軽症うつ病あるいはメランコリー親和型うつ病
mild endogenous depression
大前 晋
(国家公務員共済組合連合会虎の門病院・精神科部長(東京))

◆疾患概念

【定義・病型】

 「メランコリー親和型うつ病」は,2005年に「ディスチミア親和型うつ病」が提唱された際に,その対概念として命名された.それまでは「軽症うつ病」「軽症内因性うつ病」とよばれていた.

 軽症うつ病は,笠原・木村分類(1975)Ⅰ型として知られた病態である.起源はKahlbaumのヴェコルディア・ディスチミアVecordia dysthymia(1863)までさかのぼることができ,HeckerがチクロチミーCyclothymie(1898)として病態記載を完成させている.
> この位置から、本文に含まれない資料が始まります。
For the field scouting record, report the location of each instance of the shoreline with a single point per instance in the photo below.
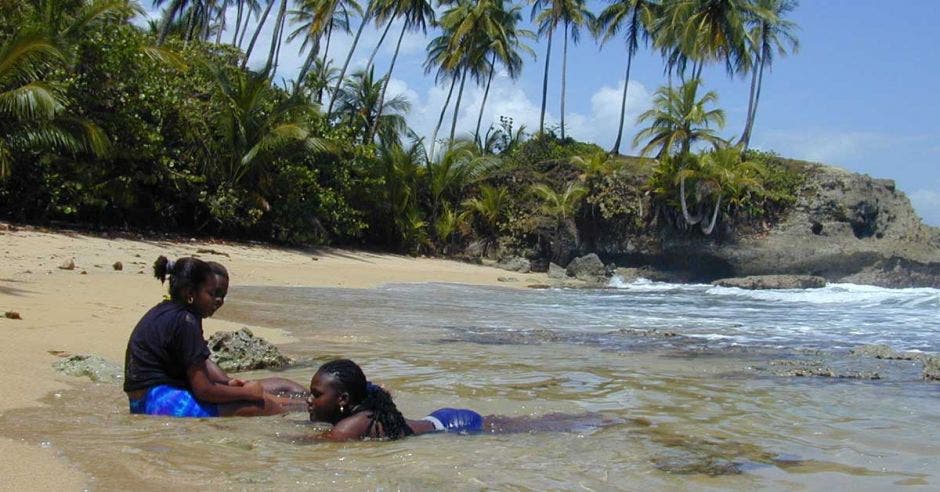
(91, 308)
 軽症うつ病(日)と,mild depression(英,米)は,多少のオーバーラップがあっても,全く違ったものとして考えなければならない.従来,英米圏でデプレッションといえば,疲労感や身体的不定愁訴を主訴として,かかりつけ医を訪れる病態,あるいは職業上や家庭内の葛藤を主訴として,精神分析医を訪れる病態を

関連リンク

この記事は医学書院IDユーザー(会員)限定です。登録すると続きをお読みいただけます。

ログイン
icon up
あなたは医療従事者ですか?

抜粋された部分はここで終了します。